Theoretical justification of "halting problem avoidance"

Question

The wikipedia page for the Halting problem mentioned practical solutions to avoiding the halting problem such as avoiding infinite loops. And there is a mention that "by restricting the capabilities of general-purpose (Turing-complete) programming language, it is possible to guarantee the completion of all sub-routines (written under the restriction)".

What seems unclear to me is the underlying computation model of such restricted programming languages.

Say, if we remove -- from a general-purpose (Turing-complete) programming language -- the capability to conduct infinite loops (i.e. making the loop variable to always enumerate a finite list of elements, avoiding circular function recursions, etc), what would be the expressiveness of the resulting programming language or (the capabilities of) the corresponding computation model.

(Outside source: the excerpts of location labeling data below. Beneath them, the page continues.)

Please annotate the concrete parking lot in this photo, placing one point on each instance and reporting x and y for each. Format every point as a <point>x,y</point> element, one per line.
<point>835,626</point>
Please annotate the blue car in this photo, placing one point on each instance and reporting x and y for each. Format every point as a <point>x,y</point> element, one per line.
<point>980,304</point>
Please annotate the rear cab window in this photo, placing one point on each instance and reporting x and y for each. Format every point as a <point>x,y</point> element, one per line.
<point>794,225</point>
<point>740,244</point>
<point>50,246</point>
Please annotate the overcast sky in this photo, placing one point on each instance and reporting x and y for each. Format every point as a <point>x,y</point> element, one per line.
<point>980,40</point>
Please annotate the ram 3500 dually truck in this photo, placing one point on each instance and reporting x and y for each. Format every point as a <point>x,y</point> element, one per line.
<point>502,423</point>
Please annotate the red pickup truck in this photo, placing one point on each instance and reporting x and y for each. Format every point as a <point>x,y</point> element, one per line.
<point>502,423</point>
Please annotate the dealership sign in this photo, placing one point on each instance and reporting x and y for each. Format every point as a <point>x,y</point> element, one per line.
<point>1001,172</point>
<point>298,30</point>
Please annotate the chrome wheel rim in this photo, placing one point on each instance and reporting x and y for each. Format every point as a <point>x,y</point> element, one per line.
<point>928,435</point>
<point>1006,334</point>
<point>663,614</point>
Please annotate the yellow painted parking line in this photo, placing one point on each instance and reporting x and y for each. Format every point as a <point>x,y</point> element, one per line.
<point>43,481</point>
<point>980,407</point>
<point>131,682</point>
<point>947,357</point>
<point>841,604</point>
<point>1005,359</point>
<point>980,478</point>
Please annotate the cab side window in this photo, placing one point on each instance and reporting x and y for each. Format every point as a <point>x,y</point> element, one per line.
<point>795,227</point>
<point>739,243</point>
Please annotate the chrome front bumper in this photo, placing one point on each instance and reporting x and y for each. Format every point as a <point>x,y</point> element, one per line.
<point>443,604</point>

Possibly related questions

Is there an always-halting, limited model of computation accepting $R$ but not $RE$?

Answer 1

It is absolutely theoretically justified.

First realize that a loop is just a form of recursion: do the loop body, then either stop or do the loop body again with different variable values.

System F is a lambda calculus (programming language) with no recursion built in, and it is known to be strongly normalization. That is well typed every computation in this system halts. It's also powerful enough to compute basically every function you can think of, including the infamous Ackerman function.

In this system, you can use Church numerals to simulate the finite looping you mention in your question.

If you take a programming language without loops, you can model it in System F, which will give you a guarantee that all programs in this system halt.

It's implicit that if you remove loops, you also remove GOTO, which can be used to build loops.